The frustration of democratization efforts in Hong Kong has recently led to nascent calls for its self-determination or even independence from the People’s Republic of China (“PRC”). In a drastic response, Chinese authorities in Beijing issued a ruling to bar activists from entering Hong Kong’s partly elected Legislative Council (“LegCo”).
The ruling concerned a requirement in the Basic Law (the mini-constitution of Hong Kong) that LegCo members must take an oath to uphold the Basic Law and swear allegiance to the Hong Kong Special Administrative Region of the PRC. In effect, it turned this requirement into a substantive political test of “sincerity.” Under this test, those who are not “sincere” in their oaths would not be able to stand for election or assume office. A Beijing official suggested that anyone advocating independence or self-determination would fail this test of “sincerity”.
The ruling is widely criticized, including by the Hong Kong Bar Association, for undermining the rule of law, judicial independence and Hong Kong’s autonomy. However, it also raises issues relating to internationally protected human rights, including freedom of expression (Art 19 ICCPR; Art 10 ECHR), the right to stand for elections (Art 25 ICCPR; Art 3 of the First Protocol to ECHR), and their enjoyment without distinction as to political opinion (Art 2 ICCPR; Art 14 ECHR).
As per these rights, political opinions are protected unless they amount to advocacy for war or hatred (Art 20 ICCPR), aim at destroying others’ rights and freedoms (Art 5(1) ICCPR), incite violence or are incompatible with fundamental principles of democracy (e.g. as the European Court of Human Rights (“ECtHR”) held in Welfare Party). It is thus clear that support for self-determination and even separatism would fall within the ambit of political opinions that are protected by these rights.
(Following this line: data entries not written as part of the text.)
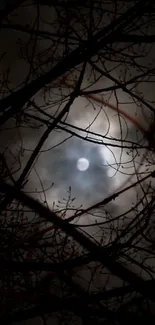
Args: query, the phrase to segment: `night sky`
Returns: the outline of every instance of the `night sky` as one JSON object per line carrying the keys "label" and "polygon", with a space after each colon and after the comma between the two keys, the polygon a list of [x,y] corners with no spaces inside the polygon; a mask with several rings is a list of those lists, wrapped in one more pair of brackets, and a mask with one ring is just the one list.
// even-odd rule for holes
{"label": "night sky", "polygon": [[[30,26],[32,26],[34,20],[33,15],[35,16],[36,14],[35,10],[35,6],[33,8],[31,6],[27,6],[24,7],[24,9],[18,9],[20,14],[15,12],[11,16],[12,23],[14,22],[19,24],[22,22],[23,25],[29,23]],[[49,26],[50,31],[52,29],[54,31],[57,30],[54,12],[53,16],[51,17],[46,6],[41,8],[40,17],[40,29],[48,28],[49,19],[51,21],[53,19],[53,25]],[[46,23],[43,19],[46,19]],[[31,57],[34,41],[31,40],[29,35],[26,33],[21,33],[18,30],[11,32],[9,29],[4,28],[1,31],[1,35],[3,36],[3,46],[1,46],[1,51],[5,51],[6,53],[1,62],[2,71],[9,68],[8,80],[10,87],[14,89],[14,87],[17,86],[17,89],[19,89],[20,85],[25,80],[27,71],[29,69],[29,63],[26,57]],[[7,38],[9,41],[6,41]],[[29,42],[28,46],[26,45],[27,41]],[[35,49],[36,55],[40,55],[42,58],[45,49],[48,49],[49,51],[49,45],[49,40],[37,41]],[[61,56],[61,48],[62,45],[60,44],[56,49],[55,55]],[[48,51],[47,58],[49,57],[50,53]],[[146,64],[147,60],[150,62],[150,56],[152,56],[152,51],[150,51],[148,58],[146,57],[145,59]],[[48,66],[44,65],[44,72],[47,68]],[[107,62],[107,68],[111,68],[113,76],[118,78],[120,75],[123,77],[123,67],[117,68],[117,65],[114,62],[110,63],[109,61]],[[135,71],[130,70],[127,73],[134,75]],[[74,80],[76,75],[79,75],[78,70],[71,73],[69,76],[70,80]],[[99,75],[96,73],[95,78],[97,79],[98,77]],[[94,77],[91,75],[90,66],[87,65],[81,88],[87,88],[86,90],[94,90],[111,85],[111,81],[105,77],[99,78],[95,84],[92,84],[94,81],[93,78]],[[141,86],[137,86],[137,93],[141,90],[140,87]],[[146,84],[145,86],[142,85],[142,91],[145,90],[145,96],[149,96],[150,98],[151,94],[153,99],[154,95],[150,88],[150,85],[147,87]],[[4,91],[6,91],[6,89],[4,89]],[[53,89],[51,88],[49,91],[47,87],[46,90],[40,91],[37,95],[35,95],[34,100],[45,112],[53,115],[57,112],[57,110],[59,112],[63,107],[64,104],[61,103],[61,96],[65,97],[67,92],[68,90],[63,85],[61,87],[56,87],[54,84]],[[101,99],[100,95],[97,96],[99,96]],[[138,121],[144,130],[147,129],[149,125],[148,121],[151,116],[150,112],[146,112],[145,108],[147,120],[144,118],[142,109],[137,110],[135,103],[127,94],[118,90],[117,96],[119,100],[119,109],[127,113],[129,117],[132,117]],[[104,101],[106,100],[110,104],[116,106],[116,98],[114,94],[106,92],[104,95]],[[50,103],[49,108],[46,106],[47,101]],[[56,103],[56,101],[58,102]],[[36,112],[32,107],[29,109],[29,111],[27,110],[27,112],[40,116],[39,113]],[[6,150],[5,155],[8,159],[8,163],[10,166],[13,164],[14,169],[16,169],[16,167],[14,162],[15,158],[13,158],[13,156],[17,157],[20,155],[20,161],[23,168],[28,157],[32,153],[32,150],[37,144],[37,141],[40,139],[43,131],[45,130],[43,124],[39,124],[39,122],[34,122],[33,120],[29,120],[29,122],[31,125],[33,125],[33,128],[29,126],[30,124],[24,124],[25,122],[22,122],[23,127],[15,129],[14,121],[9,121],[7,124],[8,128],[6,129],[5,127],[4,130],[6,141],[4,143],[3,136],[0,140],[2,147],[1,150],[2,152],[3,150]],[[122,132],[121,136],[125,141],[133,141],[134,143],[141,141],[143,145],[146,144],[144,135],[140,130],[138,130],[137,126],[133,124],[132,121],[123,115],[117,114],[117,112],[111,108],[103,106],[102,103],[97,103],[93,99],[85,98],[84,96],[81,96],[74,101],[68,116],[65,118],[65,122],[80,128],[87,128],[87,130],[99,133],[102,136],[107,136],[109,140],[102,139],[106,143],[116,144],[116,142],[113,141],[113,138],[120,139],[120,134]],[[36,126],[38,128],[36,128]],[[71,129],[70,127],[68,128]],[[75,131],[77,134],[84,137],[88,136],[87,132],[81,133],[78,130]],[[68,137],[70,138],[67,140]],[[89,135],[89,138],[90,137],[91,135]],[[97,140],[96,136],[92,135],[92,138],[93,140]],[[7,149],[4,149],[6,148],[6,143]],[[129,143],[126,143],[126,145],[129,145]],[[94,204],[112,194],[122,185],[124,186],[125,184],[131,184],[130,182],[126,183],[126,181],[134,173],[134,170],[139,165],[139,161],[141,161],[143,155],[146,155],[145,149],[139,150],[137,154],[136,151],[134,152],[129,149],[121,150],[120,148],[116,147],[105,147],[104,145],[83,141],[82,139],[67,134],[63,130],[57,129],[51,133],[45,142],[42,151],[37,158],[35,169],[32,169],[28,177],[28,183],[26,184],[25,189],[31,193],[35,192],[35,190],[39,191],[41,186],[48,189],[52,184],[51,190],[46,192],[48,204],[52,207],[53,202],[57,203],[58,201],[62,201],[63,198],[67,199],[67,193],[71,187],[71,196],[72,198],[75,198],[75,207],[81,205],[88,207],[89,205]],[[86,158],[89,161],[89,168],[85,171],[80,171],[77,168],[77,162],[80,158]],[[142,168],[145,170],[144,161]],[[17,178],[19,174],[20,171],[17,171],[17,173],[15,173],[15,178]],[[37,174],[39,175],[40,179]],[[136,180],[134,176],[132,178],[132,181],[133,180]],[[119,212],[119,210],[123,211],[124,208],[126,209],[130,207],[131,202],[134,201],[135,198],[135,191],[128,192],[127,198],[128,199],[126,201],[126,194],[124,194],[123,200],[119,198],[118,202],[114,203],[115,213]],[[41,196],[41,200],[42,199],[43,198]]]}
{"label": "night sky", "polygon": [[[77,9],[73,6],[66,12],[59,6],[54,9],[52,6],[37,6],[35,2],[32,5],[31,1],[25,1],[3,21],[0,30],[0,106],[3,103],[1,100],[5,97],[31,82],[34,85],[34,80],[53,69],[61,60],[63,61],[65,56],[67,57],[69,53],[81,46],[81,40],[87,40],[89,28],[92,28],[92,35],[96,35],[114,18],[118,18],[117,12],[124,12],[134,3],[135,1],[133,3],[125,1],[124,4],[120,1],[116,8],[112,1],[106,1],[104,4],[101,1],[102,14],[99,15],[100,7],[96,7],[89,19],[90,8],[87,7],[87,1],[85,7],[79,5]],[[4,2],[0,2],[0,10],[2,8]],[[136,33],[134,28],[139,28],[135,27],[136,24],[137,21],[128,26],[132,33]],[[14,25],[13,29],[10,28],[11,25]],[[146,31],[148,34],[152,31],[154,33],[154,22],[151,26],[147,26],[147,17],[143,17],[141,26],[137,31],[140,35],[145,35]],[[37,33],[32,35],[31,29],[40,30],[41,36]],[[128,32],[130,34],[128,29],[123,29],[124,35]],[[64,37],[68,31],[69,40]],[[119,36],[116,33],[115,37],[119,38]],[[23,188],[26,194],[38,199],[65,219],[73,216],[78,209],[80,211],[88,209],[120,189],[140,181],[142,177],[154,170],[154,152],[147,148],[147,131],[153,119],[153,113],[148,106],[154,107],[155,102],[154,46],[153,42],[130,44],[128,41],[125,42],[125,39],[120,42],[110,41],[99,50],[98,54],[88,60],[80,85],[81,93],[74,99],[69,111],[61,118],[42,145],[26,177]],[[81,53],[79,57],[80,55]],[[97,71],[94,68],[95,64],[97,64]],[[66,71],[63,80],[61,76],[51,83],[46,83],[39,91],[33,93],[19,114],[0,126],[0,153],[4,155],[14,181],[20,177],[47,126],[51,125],[64,109],[70,94],[75,89],[82,67],[83,62]],[[102,69],[103,74],[100,73]],[[149,72],[148,77],[149,69],[153,70]],[[116,81],[118,84],[127,83],[128,80],[141,74],[144,75],[139,77],[136,83],[127,84],[128,91],[119,87],[114,91],[108,90],[109,87],[116,86]],[[102,91],[96,94],[97,89]],[[131,96],[131,91],[135,96]],[[138,96],[143,98],[143,103],[139,101]],[[17,104],[22,101],[21,97],[17,97]],[[144,105],[144,101],[148,105]],[[2,114],[0,118],[1,116]],[[149,140],[152,141],[153,146],[154,133],[150,133]],[[100,205],[99,208],[89,210],[82,217],[76,218],[75,227],[79,226],[80,231],[91,235],[94,241],[110,246],[128,222],[137,216],[145,204],[148,204],[154,186],[153,178],[146,180],[143,186],[131,188],[106,206]],[[140,203],[133,208],[137,202]],[[35,213],[29,211],[24,212],[22,217],[26,217],[27,221],[37,219]],[[114,222],[111,222],[113,218],[115,218]],[[100,222],[105,224],[100,226],[98,225]],[[31,225],[30,222],[29,228],[32,229],[27,228],[27,233],[33,231]],[[46,223],[47,225],[51,226],[51,223]],[[45,225],[42,223],[42,226]],[[53,229],[55,228],[50,230],[52,234],[55,231]],[[136,226],[132,228],[131,224],[131,235],[137,229]],[[130,232],[127,231],[122,242],[128,239],[129,235]],[[57,244],[61,244],[60,261],[62,256],[72,258],[85,250],[75,240],[65,237],[61,231],[60,234],[58,232],[57,237],[58,239],[54,239],[56,244],[53,244],[51,250],[49,248],[50,253],[49,256],[46,255],[46,261],[48,259],[51,261],[52,256],[52,262],[55,262],[54,254],[57,254],[59,261]],[[142,244],[141,241],[139,245]],[[32,256],[34,253],[37,259],[39,253],[36,252],[37,249],[32,252]],[[44,251],[40,250],[40,252],[41,258],[42,256],[45,258]],[[136,256],[133,250],[129,254],[137,259],[136,261],[144,257],[146,264],[150,263],[146,252],[144,255],[142,252],[142,255],[139,253]],[[123,258],[122,255],[120,260],[122,261]],[[121,277],[116,279],[115,276],[109,276],[110,273],[104,265],[97,263],[92,262],[88,269],[87,266],[81,267],[73,275],[73,282],[90,292],[100,291],[104,285],[106,289],[122,285]],[[129,269],[132,268],[137,272],[136,263],[136,266],[132,265],[130,260],[127,260],[127,263]],[[95,270],[94,278],[92,270]],[[46,272],[43,273],[45,275]],[[142,276],[147,278],[148,274],[144,272]],[[54,277],[51,292],[58,290],[60,294],[62,283],[58,278],[55,280]],[[36,280],[35,276],[34,279]]]}

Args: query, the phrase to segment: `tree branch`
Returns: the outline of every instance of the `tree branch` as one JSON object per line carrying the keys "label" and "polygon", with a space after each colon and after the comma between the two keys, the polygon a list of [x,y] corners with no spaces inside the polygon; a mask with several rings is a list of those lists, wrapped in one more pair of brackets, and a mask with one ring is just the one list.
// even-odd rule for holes
{"label": "tree branch", "polygon": [[110,256],[109,249],[103,249],[99,247],[96,243],[92,242],[88,237],[83,235],[80,231],[76,230],[73,225],[69,224],[66,220],[60,219],[53,211],[50,211],[47,207],[43,206],[37,200],[29,197],[24,192],[19,191],[17,188],[12,187],[9,184],[1,182],[1,191],[4,193],[9,193],[14,196],[17,200],[22,201],[25,205],[32,208],[39,216],[47,221],[54,223],[55,226],[62,229],[67,235],[71,236],[85,249],[90,251],[94,260],[100,261],[105,267],[107,267],[110,272],[122,280],[128,282],[133,287],[137,288],[138,291],[149,299],[155,301],[154,294],[144,287],[144,280],[142,280],[136,273],[128,270],[122,264],[114,261],[112,256]]}
{"label": "tree branch", "polygon": [[[152,4],[151,0],[147,2]],[[88,41],[82,42],[78,48],[63,58],[62,61],[49,72],[1,100],[0,124],[4,124],[12,115],[18,113],[24,104],[46,84],[53,82],[65,72],[75,68],[88,57],[91,58],[94,54],[97,54],[101,48],[110,42],[111,37],[119,35],[132,20],[142,15],[145,3],[145,0],[140,0],[132,8],[122,14],[122,16],[118,17],[96,35],[92,36]],[[10,106],[11,108],[5,111]]]}

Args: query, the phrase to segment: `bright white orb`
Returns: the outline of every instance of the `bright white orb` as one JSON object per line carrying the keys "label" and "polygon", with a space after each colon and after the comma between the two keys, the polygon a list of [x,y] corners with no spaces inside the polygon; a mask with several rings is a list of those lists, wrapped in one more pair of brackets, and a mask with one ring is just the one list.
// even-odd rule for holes
{"label": "bright white orb", "polygon": [[89,161],[88,159],[86,158],[80,158],[78,159],[77,161],[77,168],[80,170],[80,171],[85,171],[87,170],[89,167]]}

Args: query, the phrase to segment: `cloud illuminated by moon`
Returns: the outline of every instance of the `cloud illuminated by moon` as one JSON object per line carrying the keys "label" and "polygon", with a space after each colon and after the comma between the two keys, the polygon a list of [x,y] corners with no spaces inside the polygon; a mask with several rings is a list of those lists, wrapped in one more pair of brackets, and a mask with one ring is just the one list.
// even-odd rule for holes
{"label": "cloud illuminated by moon", "polygon": [[88,161],[88,159],[86,159],[86,158],[80,158],[80,159],[78,159],[78,161],[77,161],[77,168],[80,171],[87,170],[89,168],[89,161]]}

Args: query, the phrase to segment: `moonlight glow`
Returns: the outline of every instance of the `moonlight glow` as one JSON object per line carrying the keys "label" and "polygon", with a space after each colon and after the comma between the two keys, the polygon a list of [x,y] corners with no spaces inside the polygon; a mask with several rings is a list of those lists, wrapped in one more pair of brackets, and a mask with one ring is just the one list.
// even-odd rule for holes
{"label": "moonlight glow", "polygon": [[88,159],[86,158],[80,158],[78,159],[77,161],[77,168],[80,170],[80,171],[85,171],[87,170],[89,167],[89,161]]}

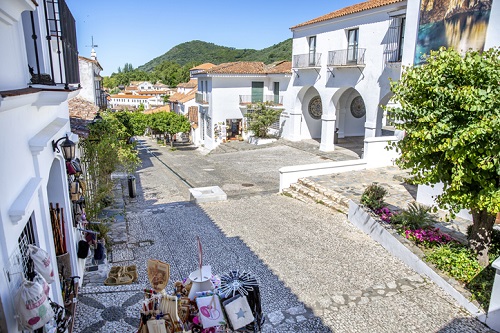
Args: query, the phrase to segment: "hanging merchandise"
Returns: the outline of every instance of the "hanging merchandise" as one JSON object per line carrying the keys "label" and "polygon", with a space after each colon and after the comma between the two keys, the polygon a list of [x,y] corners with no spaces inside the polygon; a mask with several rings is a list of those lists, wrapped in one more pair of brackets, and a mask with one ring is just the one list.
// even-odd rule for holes
{"label": "hanging merchandise", "polygon": [[87,243],[86,241],[84,240],[81,240],[78,242],[78,252],[77,252],[77,256],[78,258],[80,259],[85,259],[87,258],[87,256],[89,255],[89,243]]}
{"label": "hanging merchandise", "polygon": [[49,254],[32,244],[28,245],[28,253],[35,264],[35,270],[43,276],[47,283],[52,283],[54,281],[54,270],[52,269]]}
{"label": "hanging merchandise", "polygon": [[50,286],[47,283],[47,281],[45,281],[45,279],[43,278],[43,276],[41,274],[35,272],[35,276],[33,277],[33,282],[40,284],[42,286],[42,289],[43,289],[43,292],[45,293],[45,295],[49,296]]}
{"label": "hanging merchandise", "polygon": [[160,260],[148,260],[148,277],[153,289],[161,292],[170,279],[170,265]]}
{"label": "hanging merchandise", "polygon": [[262,307],[260,301],[259,283],[253,274],[244,271],[230,271],[220,277],[221,284],[218,292],[222,299],[222,304],[234,296],[246,296],[251,313],[254,317],[253,323],[249,323],[246,329],[249,331],[259,331],[264,323]]}
{"label": "hanging merchandise", "polygon": [[60,256],[67,252],[63,209],[59,208],[59,203],[56,203],[56,208],[54,208],[52,202],[49,204],[49,208],[56,256]]}
{"label": "hanging merchandise", "polygon": [[255,320],[246,296],[237,295],[225,301],[224,311],[233,330],[240,329]]}
{"label": "hanging merchandise", "polygon": [[57,333],[65,333],[69,325],[71,324],[73,314],[64,306],[61,306],[53,301],[50,301],[50,306],[52,307],[52,311],[54,311]]}
{"label": "hanging merchandise", "polygon": [[43,327],[54,317],[43,287],[34,281],[23,281],[15,298],[16,312],[21,326],[27,330]]}
{"label": "hanging merchandise", "polygon": [[104,259],[104,239],[100,239],[97,242],[96,248],[94,250],[94,260]]}
{"label": "hanging merchandise", "polygon": [[196,305],[203,328],[226,325],[219,296],[197,297]]}

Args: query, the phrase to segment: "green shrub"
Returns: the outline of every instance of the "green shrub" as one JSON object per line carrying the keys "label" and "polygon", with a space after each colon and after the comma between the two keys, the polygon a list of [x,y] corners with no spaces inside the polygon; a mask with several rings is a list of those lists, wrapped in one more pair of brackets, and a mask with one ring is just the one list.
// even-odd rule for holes
{"label": "green shrub", "polygon": [[488,266],[481,273],[476,275],[466,287],[472,294],[472,299],[478,301],[483,309],[488,309],[490,305],[491,290],[493,289],[493,281],[495,280],[496,269]]}
{"label": "green shrub", "polygon": [[384,197],[387,195],[387,190],[378,184],[368,186],[361,196],[361,204],[371,210],[380,209],[384,206]]}
{"label": "green shrub", "polygon": [[430,251],[425,259],[450,277],[464,283],[471,282],[482,270],[474,253],[463,245],[439,246]]}
{"label": "green shrub", "polygon": [[429,214],[430,210],[430,207],[412,202],[408,204],[407,209],[394,214],[391,223],[398,225],[401,229],[425,229],[434,223],[432,215]]}

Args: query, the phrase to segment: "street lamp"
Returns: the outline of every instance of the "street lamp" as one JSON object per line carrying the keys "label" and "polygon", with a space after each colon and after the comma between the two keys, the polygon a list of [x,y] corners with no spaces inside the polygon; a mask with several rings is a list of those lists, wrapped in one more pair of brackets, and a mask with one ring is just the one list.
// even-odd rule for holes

While it may be argued that such opinions conflict with territorial integrity and endanger national security, the Siracusa Principles and Johannesburg Principles provide that national security cannot be invoked as a basis for restricting freedoms unless force or threat of force is involved. The ECtHR in Stankov also ruled that non-violent calls for autonomy or secession were protected by freedom of assembly.
The real issue is whether restrictions against candidates with these political opinions are reasonable or proportionate. While requiring legislators to take an oath of allegiance may be reasonable (McGuiness, ECtHR), substantive tests to judge its “sincerity” are much more dangerous.
First, it may prove difficult for such tests of “sincerity” to satisfy principles of legal certainty and foreseeability, as the ECtHR explained in Yabloko; or to be based on “objective” criteria that are “established by law”, as the UN Human Rights Committee (“HRComm”) explained in its General Comment No. 25. The vague nature of “allegiance” could turn any substantive test of sincerity into a speculative or even subjective exercise.
Secondly, the chilling effect would be immense. There is a slippery slope between disloyalty to the state and opposition to the government – especially in one-party states like the PRC. The Supreme Court of the United States in Bond v Floyd warned forcefully that such tests of sincerity “could be utilized to restrict the right of legislators to dissent… under the guise of judging their loyalty.”
It might be possible to cure the above defects if (1) situations of “insincerity” are clearly and narrowly defined; (2) there is an impartial authority with safeguards against abuse of power (Yabloko); and (3) removals from elected office are through fair procedures (General Comment No. 25). None of these are provided for by Beijing’s ruling, under which the person administering the tests of sincerity would mostly be a clerk reporting to an effectively unelected pro-Beijing LegCo President. Courts would have to play a key, but rather difficult, role in supplying such conditions.
Even under these conditions, tests of sincerity can go too far in barring candidates or disqualifying legislators on the basis of their political opinions. Particularly on point is the ECtHR in Tănase, stating that the loyalty required from legislators should be restricted to requiring that any desire to change a country’s constitution and territorial integrity should be pursued in accordance with law. In a pluralistic democracy, especially considering the representation of minorities, legislators should be allowed to “call into question the way a state is currently organized, so long as democracy itself is not harmed.” The HRComm in Gorji-Dinka also found that even a separatist leader should enjoy the rights under Art 25 ICCPR.
Legislators who call for self-determination or separatism may be controversial, but an analysis of international and comparative human rights law suggests that their outright exclusion is not a legitimate response, especially if carried out through the arbitrary, nebulous means of testing the “sincerity” of their oaths of allegiance.